Discutindo a quimera da vez: castração química

Por Pedro Chê

Apesar de ter passado na CCJ, e mesmo que aprovada no Congresso, esse PL enfrentaria a real possibilidade de ser entendida como inconstitucional pelo STF

A falta de fronteira para propostas e de censura são, sem dúvidas, elementos importantes para que o tema segurança pública seja tão fervilhante nos círculos de conversa. Afinal quem resistiria a discutir, num barzinho, sobre castração química, trabalhos forçados para presidiários ou pena de morte? É possível para conversar sobre cada um desses assuntos não apenas por horas, mas por dias, e sob diferentes perspectivas. Dá facilmente para abordar procedimentos médicos, antigo testamento e questões orçamentárias, e múltiplos assuntos. Não são muitos os temas que propiciam isso e com tanto desprendimento.

Mas não tenho horas ou dias com vocês, apenas algumas poucas linhas e um assunto único. Antes de tudo, apesar de ter passado na CCJ, e mesmo que aprovada no Congresso, esse PL (da Castração Química) enfrentaria a real possibilidade de ser entendida como inconstitucional pelo STF. Aliás, antes das modificações dentro deste projeto – que antes previa no rol de tratamentos voluntários a Castração Cirúrgica –, era um dado certo, pois não é ofertado no Brasil à discricionariedade sobre o próprio corpo nesses moldes, fosse assim, estaríamos a um passo de vendermos literalmente um rim para comprar uma motocicleta, e desse mal não padecemos.

Mas o que a proposta sugere? Ela oferece aos reincidentes em crimes contra a liberdade sexual a adesão a tratamentos de castração química (inibidores de apetite sexual) em troca de mudança de regime a partir da concessão de liberdade condicional. Na proposta original, inclusive, a partir da emasculação cirúrgica era possível a própria extinção da punibilidade. A proposta, em suas justificativas, pretende estar em consonância com o nosso ordenamento e com certas perspectivas técnicas, além de trazer exemplos de sua aplicação em outros países. Esse refino normalmente não é visto nas propostas de integrantes da “bancada da bala”.

Quanto ao “aprovar” ou “desaprovar”, embora entenda que essa não seja a questão mais na discussão, vou respeitar clamor envolvido. Embora seja crítico, não me alinho dentro de uma oposição ferrenha. Se, por um lado, esse tipo de projeto é quase sempre marcado por uma pobreza sistêmica, sendo inexoravelmente cartesianos, o que popularmente a gente pode chamar de “viseira de burro” -por outro lado-, entendo que o argumento de que a castração química fere a vedação existente a penas ou tratamentos cruéis apresentaria fragilidades desconfortáveis se posta em companhia a uma análise que entenda, por exemplo, que nossas formas de penalização atuais não sejam humanizadas e misericordiosas. A pecha da inconstitucionalidade perderia bastante cola, até por que não existe direito “dado”, mas sim interpretado.

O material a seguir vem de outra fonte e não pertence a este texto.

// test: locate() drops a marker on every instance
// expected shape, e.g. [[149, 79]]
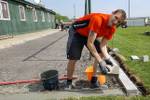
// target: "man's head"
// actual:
[[118, 17]]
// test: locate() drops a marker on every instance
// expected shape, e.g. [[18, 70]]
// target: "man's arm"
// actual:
[[91, 46], [103, 46]]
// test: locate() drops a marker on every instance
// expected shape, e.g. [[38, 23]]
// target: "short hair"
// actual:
[[124, 16]]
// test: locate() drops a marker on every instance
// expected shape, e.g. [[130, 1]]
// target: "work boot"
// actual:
[[94, 82], [68, 85]]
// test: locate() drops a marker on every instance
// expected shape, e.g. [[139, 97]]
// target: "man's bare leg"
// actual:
[[70, 68], [95, 64]]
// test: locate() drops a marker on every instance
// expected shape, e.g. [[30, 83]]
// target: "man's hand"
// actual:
[[103, 68], [109, 62]]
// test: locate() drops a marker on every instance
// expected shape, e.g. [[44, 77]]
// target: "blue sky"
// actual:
[[139, 8]]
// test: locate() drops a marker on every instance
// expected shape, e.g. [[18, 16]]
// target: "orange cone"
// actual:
[[89, 72], [101, 79]]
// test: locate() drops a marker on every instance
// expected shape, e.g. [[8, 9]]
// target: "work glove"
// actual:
[[109, 62], [103, 67]]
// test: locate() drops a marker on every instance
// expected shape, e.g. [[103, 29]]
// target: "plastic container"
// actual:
[[89, 73], [50, 79]]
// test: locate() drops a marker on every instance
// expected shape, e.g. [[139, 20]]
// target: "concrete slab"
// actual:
[[129, 86]]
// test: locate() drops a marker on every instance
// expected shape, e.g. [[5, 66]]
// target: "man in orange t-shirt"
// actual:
[[87, 31]]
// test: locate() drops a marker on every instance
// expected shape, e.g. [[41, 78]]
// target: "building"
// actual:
[[138, 21], [20, 16]]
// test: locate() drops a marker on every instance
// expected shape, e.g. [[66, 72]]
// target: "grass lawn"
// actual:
[[111, 98], [132, 41]]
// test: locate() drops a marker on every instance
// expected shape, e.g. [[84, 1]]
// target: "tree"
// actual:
[[60, 17]]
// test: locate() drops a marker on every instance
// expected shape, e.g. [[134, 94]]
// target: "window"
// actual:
[[22, 13], [34, 15], [4, 10], [43, 17]]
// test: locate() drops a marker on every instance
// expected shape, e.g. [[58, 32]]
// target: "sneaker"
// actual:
[[68, 86], [94, 82]]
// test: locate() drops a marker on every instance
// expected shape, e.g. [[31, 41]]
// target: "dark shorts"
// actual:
[[76, 43]]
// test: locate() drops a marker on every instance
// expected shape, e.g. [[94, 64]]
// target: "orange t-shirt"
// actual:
[[97, 23]]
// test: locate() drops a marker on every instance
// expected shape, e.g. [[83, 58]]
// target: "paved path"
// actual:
[[28, 59]]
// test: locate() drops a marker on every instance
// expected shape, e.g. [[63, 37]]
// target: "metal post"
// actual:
[[128, 8], [74, 7]]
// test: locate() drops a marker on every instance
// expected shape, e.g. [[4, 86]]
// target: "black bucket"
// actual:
[[50, 79]]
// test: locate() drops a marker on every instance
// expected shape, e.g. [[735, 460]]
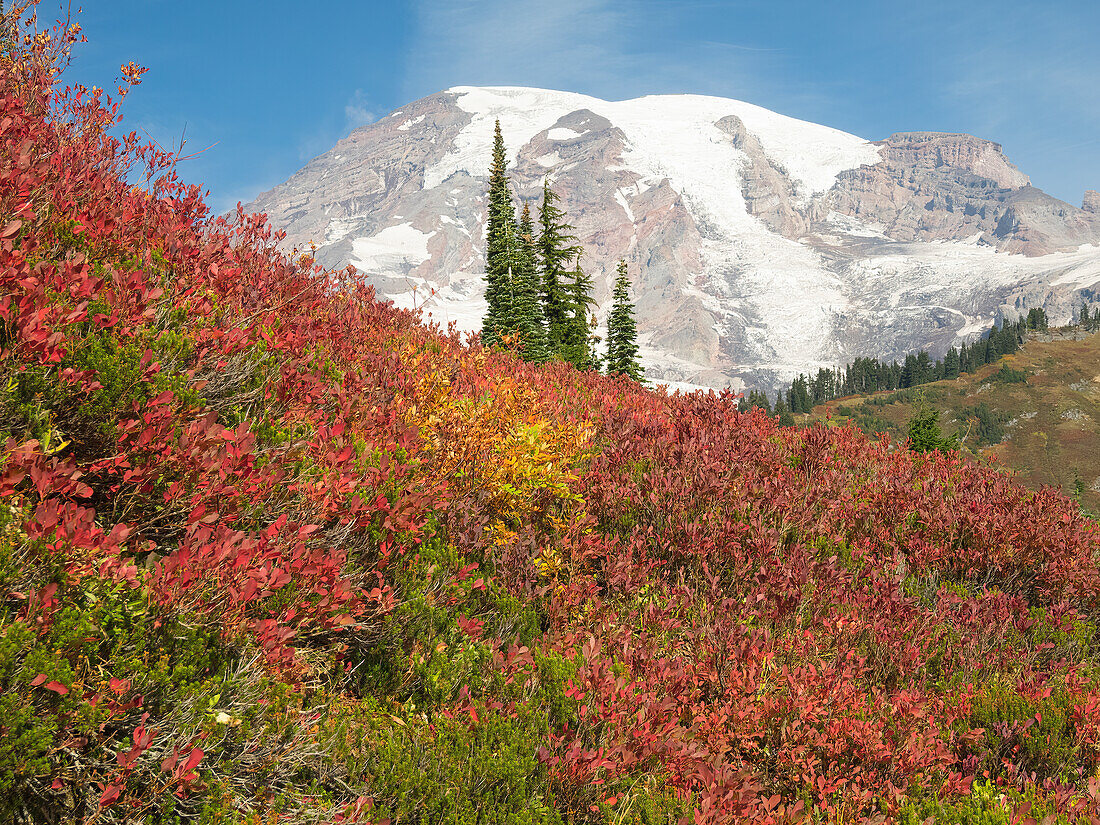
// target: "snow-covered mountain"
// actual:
[[760, 245]]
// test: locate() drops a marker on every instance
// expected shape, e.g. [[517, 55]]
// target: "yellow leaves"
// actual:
[[497, 441], [224, 718]]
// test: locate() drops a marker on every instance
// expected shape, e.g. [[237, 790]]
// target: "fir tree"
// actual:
[[623, 330], [499, 253], [528, 320], [785, 419], [576, 338], [557, 248], [924, 433], [952, 363]]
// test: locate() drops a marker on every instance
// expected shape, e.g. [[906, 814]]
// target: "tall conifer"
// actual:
[[528, 319], [576, 340], [499, 240], [623, 330], [557, 248]]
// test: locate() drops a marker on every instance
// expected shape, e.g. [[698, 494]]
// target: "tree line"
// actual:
[[539, 297], [867, 375]]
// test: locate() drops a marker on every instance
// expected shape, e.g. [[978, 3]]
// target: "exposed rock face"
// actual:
[[759, 245], [932, 186]]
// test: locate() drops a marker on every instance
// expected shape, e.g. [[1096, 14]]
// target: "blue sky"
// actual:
[[262, 87]]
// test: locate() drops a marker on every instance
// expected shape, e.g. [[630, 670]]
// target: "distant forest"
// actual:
[[866, 375]]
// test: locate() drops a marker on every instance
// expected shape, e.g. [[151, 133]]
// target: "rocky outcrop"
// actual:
[[759, 246], [933, 186]]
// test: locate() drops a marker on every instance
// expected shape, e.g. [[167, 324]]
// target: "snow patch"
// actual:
[[410, 122], [393, 251], [811, 154], [548, 161], [560, 133], [620, 199]]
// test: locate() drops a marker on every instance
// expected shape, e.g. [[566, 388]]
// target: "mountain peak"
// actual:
[[760, 245]]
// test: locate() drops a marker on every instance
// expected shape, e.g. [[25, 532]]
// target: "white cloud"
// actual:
[[608, 48], [358, 111]]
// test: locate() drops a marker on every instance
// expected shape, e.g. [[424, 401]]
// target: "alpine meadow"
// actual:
[[276, 551]]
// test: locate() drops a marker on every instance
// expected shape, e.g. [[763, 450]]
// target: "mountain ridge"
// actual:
[[759, 245]]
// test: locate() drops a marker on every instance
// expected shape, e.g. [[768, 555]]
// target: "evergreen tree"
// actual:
[[576, 337], [528, 320], [623, 330], [499, 248], [557, 248], [785, 419], [924, 433]]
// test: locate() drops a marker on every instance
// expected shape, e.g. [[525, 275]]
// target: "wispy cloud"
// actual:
[[358, 111], [611, 48]]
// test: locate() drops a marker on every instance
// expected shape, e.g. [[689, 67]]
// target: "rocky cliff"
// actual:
[[759, 245]]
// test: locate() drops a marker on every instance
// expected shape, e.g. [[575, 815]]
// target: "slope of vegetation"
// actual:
[[274, 552], [1036, 410]]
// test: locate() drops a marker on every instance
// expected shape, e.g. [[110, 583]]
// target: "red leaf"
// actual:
[[110, 795], [194, 759]]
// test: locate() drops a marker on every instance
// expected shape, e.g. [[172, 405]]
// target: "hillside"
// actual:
[[274, 551], [1044, 425], [760, 245]]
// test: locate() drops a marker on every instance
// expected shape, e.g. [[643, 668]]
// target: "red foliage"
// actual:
[[760, 614]]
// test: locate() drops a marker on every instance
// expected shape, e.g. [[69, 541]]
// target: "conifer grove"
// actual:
[[539, 296]]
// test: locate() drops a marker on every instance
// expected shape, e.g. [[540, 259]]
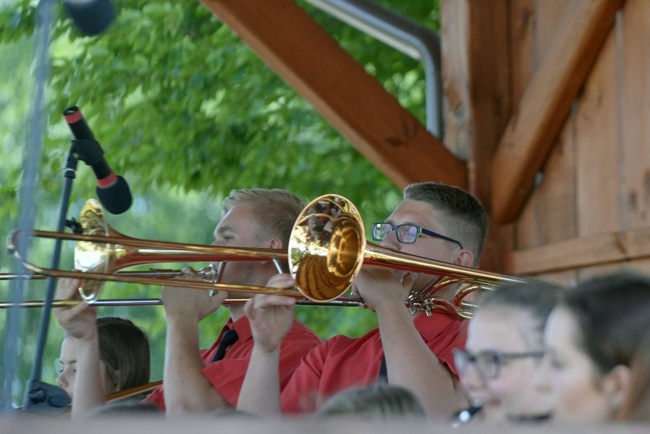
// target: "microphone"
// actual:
[[91, 17], [112, 190]]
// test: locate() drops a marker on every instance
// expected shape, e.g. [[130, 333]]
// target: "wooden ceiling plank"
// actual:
[[351, 100], [529, 136], [580, 252]]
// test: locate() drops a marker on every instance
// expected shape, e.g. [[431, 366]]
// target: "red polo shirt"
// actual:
[[341, 362], [227, 375]]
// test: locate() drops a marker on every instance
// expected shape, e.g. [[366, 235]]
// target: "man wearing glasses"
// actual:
[[434, 221]]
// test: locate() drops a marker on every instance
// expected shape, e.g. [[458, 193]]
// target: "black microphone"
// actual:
[[91, 17], [112, 190]]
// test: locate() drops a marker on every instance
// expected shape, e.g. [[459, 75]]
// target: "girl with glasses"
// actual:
[[503, 350]]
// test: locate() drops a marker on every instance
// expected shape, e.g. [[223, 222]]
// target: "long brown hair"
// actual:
[[124, 349]]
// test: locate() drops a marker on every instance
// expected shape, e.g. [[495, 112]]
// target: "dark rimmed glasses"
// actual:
[[406, 233], [488, 363]]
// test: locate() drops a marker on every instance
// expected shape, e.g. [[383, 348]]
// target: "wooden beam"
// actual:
[[354, 102], [528, 138], [477, 98], [580, 252]]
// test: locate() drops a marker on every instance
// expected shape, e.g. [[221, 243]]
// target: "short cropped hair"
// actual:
[[538, 298], [464, 218], [378, 401], [275, 210], [124, 349], [612, 315]]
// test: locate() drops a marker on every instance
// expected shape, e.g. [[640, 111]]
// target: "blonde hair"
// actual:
[[275, 210]]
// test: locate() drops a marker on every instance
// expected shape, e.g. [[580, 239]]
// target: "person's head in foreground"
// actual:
[[123, 352], [377, 402], [592, 338], [504, 349]]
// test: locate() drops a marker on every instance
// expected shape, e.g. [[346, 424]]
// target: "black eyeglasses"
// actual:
[[488, 363], [406, 233]]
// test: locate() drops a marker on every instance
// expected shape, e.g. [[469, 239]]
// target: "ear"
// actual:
[[465, 258], [616, 386], [275, 243]]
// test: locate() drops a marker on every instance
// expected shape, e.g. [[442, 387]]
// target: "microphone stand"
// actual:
[[42, 397]]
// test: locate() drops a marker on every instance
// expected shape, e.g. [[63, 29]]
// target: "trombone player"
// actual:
[[209, 380], [435, 221]]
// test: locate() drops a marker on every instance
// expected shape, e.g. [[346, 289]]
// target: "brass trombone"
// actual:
[[326, 251]]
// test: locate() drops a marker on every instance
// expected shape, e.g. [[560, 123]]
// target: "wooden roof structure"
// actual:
[[544, 107]]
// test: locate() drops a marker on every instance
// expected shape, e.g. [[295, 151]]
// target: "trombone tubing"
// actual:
[[206, 252], [344, 301]]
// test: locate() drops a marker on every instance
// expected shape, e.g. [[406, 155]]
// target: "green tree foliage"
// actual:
[[186, 112]]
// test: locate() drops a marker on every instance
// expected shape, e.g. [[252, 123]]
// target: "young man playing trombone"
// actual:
[[203, 381], [433, 221]]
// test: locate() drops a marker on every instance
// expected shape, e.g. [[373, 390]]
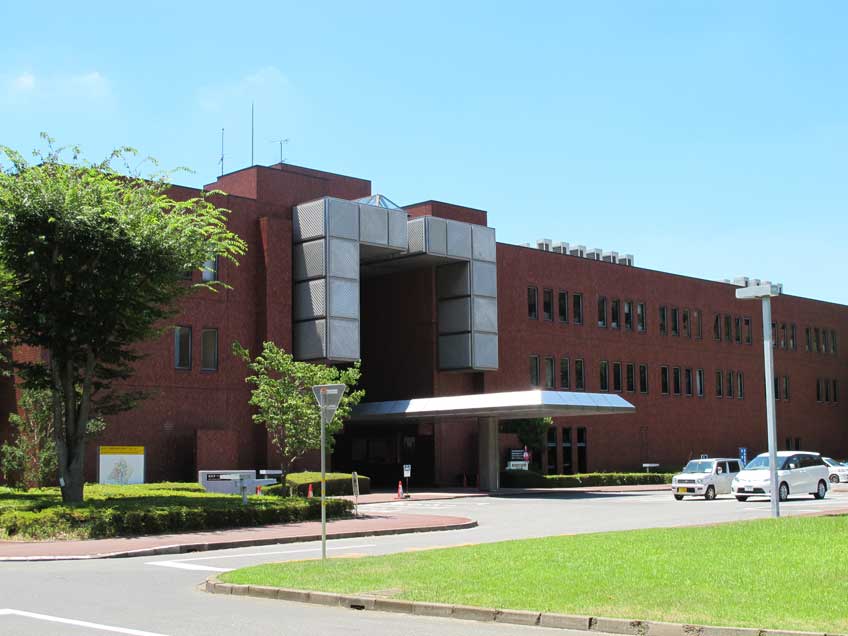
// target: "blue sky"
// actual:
[[706, 138]]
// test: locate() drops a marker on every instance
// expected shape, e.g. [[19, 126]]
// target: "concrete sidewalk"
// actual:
[[370, 525]]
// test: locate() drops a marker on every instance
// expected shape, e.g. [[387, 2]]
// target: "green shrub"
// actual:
[[338, 484], [529, 479]]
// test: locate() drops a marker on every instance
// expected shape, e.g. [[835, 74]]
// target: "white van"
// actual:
[[705, 478], [798, 473]]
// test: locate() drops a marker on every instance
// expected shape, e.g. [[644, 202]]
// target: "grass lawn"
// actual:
[[110, 511], [789, 573]]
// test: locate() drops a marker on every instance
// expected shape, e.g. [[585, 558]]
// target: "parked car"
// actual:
[[705, 478], [798, 473], [837, 470]]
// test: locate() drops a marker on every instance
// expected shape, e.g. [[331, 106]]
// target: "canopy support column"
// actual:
[[489, 449]]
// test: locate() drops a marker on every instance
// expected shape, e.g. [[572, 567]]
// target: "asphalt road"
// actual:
[[159, 596]]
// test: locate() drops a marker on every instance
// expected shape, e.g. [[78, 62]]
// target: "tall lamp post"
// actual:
[[328, 397], [765, 292]]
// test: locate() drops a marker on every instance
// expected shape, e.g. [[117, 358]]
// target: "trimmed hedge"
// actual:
[[529, 479], [113, 511], [338, 484]]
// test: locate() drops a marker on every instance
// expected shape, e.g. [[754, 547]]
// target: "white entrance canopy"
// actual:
[[504, 406]]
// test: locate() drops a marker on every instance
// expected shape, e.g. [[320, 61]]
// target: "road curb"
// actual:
[[630, 627], [182, 548]]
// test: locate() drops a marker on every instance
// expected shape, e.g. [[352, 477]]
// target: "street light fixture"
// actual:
[[765, 292], [328, 396]]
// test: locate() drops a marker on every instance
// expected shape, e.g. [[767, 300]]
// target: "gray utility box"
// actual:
[[212, 480]]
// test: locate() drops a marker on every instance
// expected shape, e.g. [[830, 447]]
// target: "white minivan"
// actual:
[[798, 473], [705, 478]]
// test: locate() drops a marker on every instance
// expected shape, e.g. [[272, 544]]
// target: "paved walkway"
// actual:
[[370, 525]]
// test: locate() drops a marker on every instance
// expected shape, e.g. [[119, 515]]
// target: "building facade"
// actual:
[[434, 306]]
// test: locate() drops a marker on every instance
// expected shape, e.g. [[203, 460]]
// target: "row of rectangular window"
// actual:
[[183, 349], [827, 390], [822, 340], [619, 309]]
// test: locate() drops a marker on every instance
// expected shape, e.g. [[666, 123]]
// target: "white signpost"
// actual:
[[328, 396]]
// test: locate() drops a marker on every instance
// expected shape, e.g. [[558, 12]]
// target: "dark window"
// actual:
[[532, 303], [643, 378], [579, 380], [550, 373], [602, 311], [548, 304], [210, 270], [564, 380], [615, 313], [534, 370], [182, 347], [563, 306], [578, 308], [604, 375], [209, 350]]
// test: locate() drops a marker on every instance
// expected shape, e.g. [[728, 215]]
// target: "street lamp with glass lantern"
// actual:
[[765, 292]]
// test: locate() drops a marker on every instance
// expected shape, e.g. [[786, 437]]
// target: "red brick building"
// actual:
[[434, 308]]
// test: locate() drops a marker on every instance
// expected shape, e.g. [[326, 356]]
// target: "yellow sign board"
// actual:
[[122, 450]]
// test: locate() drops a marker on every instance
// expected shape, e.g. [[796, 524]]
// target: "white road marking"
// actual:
[[185, 564], [76, 623]]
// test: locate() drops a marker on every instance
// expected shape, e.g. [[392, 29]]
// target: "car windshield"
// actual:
[[696, 466]]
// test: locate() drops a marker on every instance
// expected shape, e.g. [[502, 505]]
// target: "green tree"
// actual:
[[531, 432], [284, 402], [92, 261]]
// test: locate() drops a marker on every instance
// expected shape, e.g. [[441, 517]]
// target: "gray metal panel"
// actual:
[[310, 299], [455, 315], [485, 316], [310, 340], [484, 279], [397, 229], [373, 225], [343, 339], [483, 243], [308, 221], [455, 351], [343, 298], [453, 280], [415, 229], [343, 217], [485, 351], [344, 258], [459, 239], [437, 236], [309, 260]]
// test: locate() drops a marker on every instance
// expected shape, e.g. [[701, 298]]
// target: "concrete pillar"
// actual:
[[489, 461]]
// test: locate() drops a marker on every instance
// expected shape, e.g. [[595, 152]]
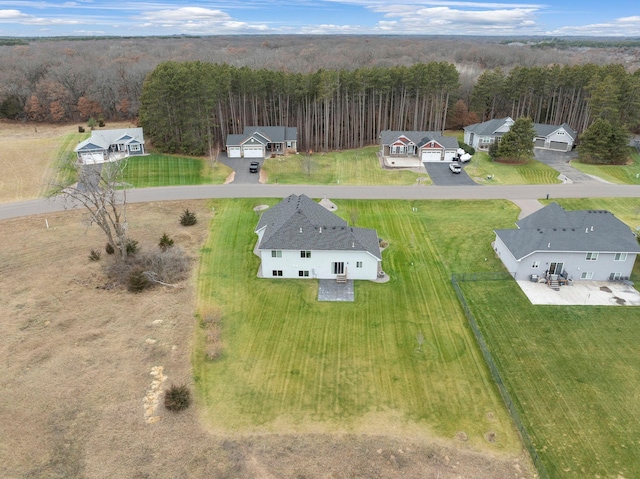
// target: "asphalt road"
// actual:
[[510, 192]]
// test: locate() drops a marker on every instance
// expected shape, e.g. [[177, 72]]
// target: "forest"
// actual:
[[340, 91]]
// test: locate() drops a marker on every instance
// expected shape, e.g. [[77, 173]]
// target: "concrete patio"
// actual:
[[593, 293]]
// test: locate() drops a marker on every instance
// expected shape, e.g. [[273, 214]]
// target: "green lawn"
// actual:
[[530, 173], [168, 170], [351, 167], [291, 363], [574, 375], [622, 174]]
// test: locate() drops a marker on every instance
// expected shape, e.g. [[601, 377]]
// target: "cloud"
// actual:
[[198, 20]]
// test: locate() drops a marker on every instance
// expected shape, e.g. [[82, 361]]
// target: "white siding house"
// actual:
[[110, 145], [299, 238], [577, 245]]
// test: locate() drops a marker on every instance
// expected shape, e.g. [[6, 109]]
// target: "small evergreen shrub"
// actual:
[[188, 218], [137, 281], [177, 398], [132, 246], [165, 242]]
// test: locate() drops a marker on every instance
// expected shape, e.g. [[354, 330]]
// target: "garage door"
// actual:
[[253, 152], [558, 145], [431, 155]]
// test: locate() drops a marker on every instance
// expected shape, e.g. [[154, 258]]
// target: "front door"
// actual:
[[556, 268]]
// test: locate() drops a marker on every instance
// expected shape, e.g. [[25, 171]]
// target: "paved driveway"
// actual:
[[559, 161], [241, 167], [441, 175]]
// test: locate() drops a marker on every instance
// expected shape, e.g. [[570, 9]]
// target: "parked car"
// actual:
[[455, 167]]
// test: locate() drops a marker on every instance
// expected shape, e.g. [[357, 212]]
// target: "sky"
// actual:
[[616, 18]]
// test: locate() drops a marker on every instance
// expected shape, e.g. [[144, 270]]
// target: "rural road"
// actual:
[[512, 192]]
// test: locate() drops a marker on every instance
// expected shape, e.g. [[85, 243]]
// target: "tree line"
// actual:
[[192, 106]]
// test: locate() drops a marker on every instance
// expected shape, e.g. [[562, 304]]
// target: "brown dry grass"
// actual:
[[77, 363], [80, 363], [27, 154]]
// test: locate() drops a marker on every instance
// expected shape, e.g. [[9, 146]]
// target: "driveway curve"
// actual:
[[507, 192]]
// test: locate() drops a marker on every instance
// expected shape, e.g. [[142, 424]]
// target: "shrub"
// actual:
[[132, 246], [467, 148], [137, 281], [177, 398], [165, 242], [188, 218]]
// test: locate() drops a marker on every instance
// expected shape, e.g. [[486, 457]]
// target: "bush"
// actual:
[[168, 267], [132, 246], [467, 148], [165, 242], [177, 398], [137, 281], [188, 218]]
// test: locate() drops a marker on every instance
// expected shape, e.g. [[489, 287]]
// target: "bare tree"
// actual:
[[100, 191]]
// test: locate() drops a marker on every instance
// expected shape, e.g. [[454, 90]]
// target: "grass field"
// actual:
[[168, 170], [621, 174], [292, 363], [530, 173], [352, 167], [574, 374]]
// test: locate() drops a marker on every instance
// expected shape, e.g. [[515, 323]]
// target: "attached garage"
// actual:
[[431, 155], [253, 152], [559, 145]]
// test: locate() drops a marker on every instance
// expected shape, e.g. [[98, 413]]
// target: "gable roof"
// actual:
[[419, 138], [102, 139], [543, 130], [298, 222], [489, 127], [264, 134], [554, 229]]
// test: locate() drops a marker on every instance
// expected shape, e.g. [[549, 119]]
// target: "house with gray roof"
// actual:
[[299, 238], [262, 141], [105, 146], [575, 245], [428, 146], [553, 137]]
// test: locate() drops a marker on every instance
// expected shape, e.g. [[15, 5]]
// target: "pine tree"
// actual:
[[517, 144]]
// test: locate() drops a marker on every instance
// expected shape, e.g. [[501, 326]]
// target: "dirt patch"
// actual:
[[81, 376]]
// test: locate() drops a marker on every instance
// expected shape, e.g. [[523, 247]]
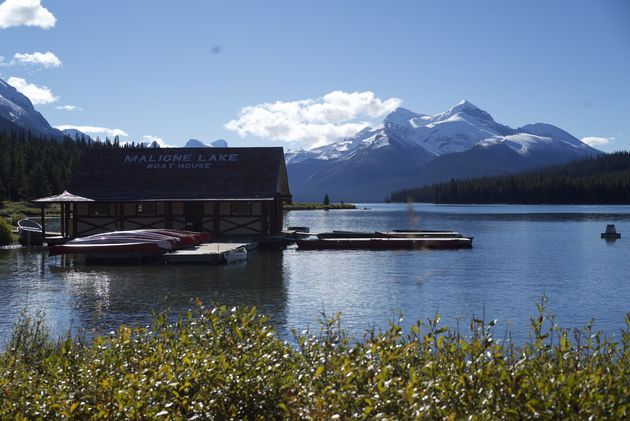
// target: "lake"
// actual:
[[519, 253]]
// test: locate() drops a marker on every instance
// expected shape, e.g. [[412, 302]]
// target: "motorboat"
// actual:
[[237, 255], [31, 233], [611, 233]]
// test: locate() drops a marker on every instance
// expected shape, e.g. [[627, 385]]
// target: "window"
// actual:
[[241, 208], [98, 209], [146, 208]]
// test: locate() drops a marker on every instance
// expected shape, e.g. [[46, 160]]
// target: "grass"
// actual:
[[317, 206], [220, 363]]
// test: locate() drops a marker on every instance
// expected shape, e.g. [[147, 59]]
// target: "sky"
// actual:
[[302, 74]]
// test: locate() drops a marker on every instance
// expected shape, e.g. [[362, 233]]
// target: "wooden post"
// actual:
[[74, 220], [62, 208], [216, 218], [43, 221], [66, 215]]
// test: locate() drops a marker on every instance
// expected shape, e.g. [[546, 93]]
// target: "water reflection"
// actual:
[[519, 253]]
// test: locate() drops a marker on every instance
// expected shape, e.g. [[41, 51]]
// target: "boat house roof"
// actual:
[[154, 174]]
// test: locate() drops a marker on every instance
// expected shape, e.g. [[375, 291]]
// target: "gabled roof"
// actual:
[[63, 198], [180, 174]]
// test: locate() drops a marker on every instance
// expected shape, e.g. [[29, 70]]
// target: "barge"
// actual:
[[385, 243]]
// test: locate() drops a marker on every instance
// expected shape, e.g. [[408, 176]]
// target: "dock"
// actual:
[[208, 253]]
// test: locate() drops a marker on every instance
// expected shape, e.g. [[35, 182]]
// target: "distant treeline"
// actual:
[[601, 180], [32, 166]]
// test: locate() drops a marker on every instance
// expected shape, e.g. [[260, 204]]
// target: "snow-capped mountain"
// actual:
[[16, 108], [410, 149], [76, 134], [194, 143]]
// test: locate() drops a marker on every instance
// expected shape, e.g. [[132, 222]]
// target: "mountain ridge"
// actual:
[[464, 141]]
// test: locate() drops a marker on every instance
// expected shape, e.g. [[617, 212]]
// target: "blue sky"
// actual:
[[295, 73]]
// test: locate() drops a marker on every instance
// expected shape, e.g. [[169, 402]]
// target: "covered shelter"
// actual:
[[225, 191]]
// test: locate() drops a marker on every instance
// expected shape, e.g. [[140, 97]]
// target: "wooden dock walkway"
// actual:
[[209, 253]]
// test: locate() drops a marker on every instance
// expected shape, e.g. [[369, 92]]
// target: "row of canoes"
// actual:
[[129, 244]]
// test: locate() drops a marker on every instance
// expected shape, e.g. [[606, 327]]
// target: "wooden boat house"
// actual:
[[225, 191]]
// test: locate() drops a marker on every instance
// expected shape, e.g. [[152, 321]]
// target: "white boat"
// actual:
[[611, 233], [237, 255], [30, 233]]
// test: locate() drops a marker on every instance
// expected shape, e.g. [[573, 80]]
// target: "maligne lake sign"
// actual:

Apesar de opiniões diversas, um ponto que não pode ser ignorado é que os crimes sexuais são uma espécie de ilícito de dificílima convivência em sociedade, produzindo máculas terríveis e inesgotáveis para as vítimas – que podem levar inclusive a vítima a repetir os fatos, dessa vez como autora. No entanto, a castração não vai mudar o problema de patamar. Talvez colabore com dados tímidos (como é costumeiro nas políticas voltadas a segurança pública), ou talvez prejudique, levando a uma nova onda de “punitivismo não resolutivo”.  Isso poderia abrir portas para que – num futuro próximo – estejamos discutindo a castração compulsória devido a ineficiência da voluntária.

E aqui reside o ponto mais importante dessa discussão: a pavimentação do que queremos para o nosso país. Qual nosso projeto de nação? Mesmo que a perspectiva de benefícios seja real, continuaríamos na saga das políticas públicas viciada em lidar com as consequências e não com as causas, em investir pesadamente na restrição e não na prevenção, abandonando a formação e optando-se pela seguida clausura – expurgo.

As nossas relações de convívio estão em processo de adoecimento: a tolerância ao outro e a nós mesmos aparenta estar cada vez menor, a violência segue este mesmo caminho e isto nunca é devidamente abordado. Parece que o nosso problema reside apenas numa falta de especialização legislativa e redentora. A Castração Química sendo a quimera da vez, fantástica, mas não deixa de ser uma utopia ineficiente.

A escolha pelo novatio legis como instrumento de mudança produz essa sensação interminável de “saco sem fundo”, e a política brasileira se tornou refém disso.

*Pedro Chê é policial civil no Rio Grande do Norte e membro do grupo Policiais Antifascistas.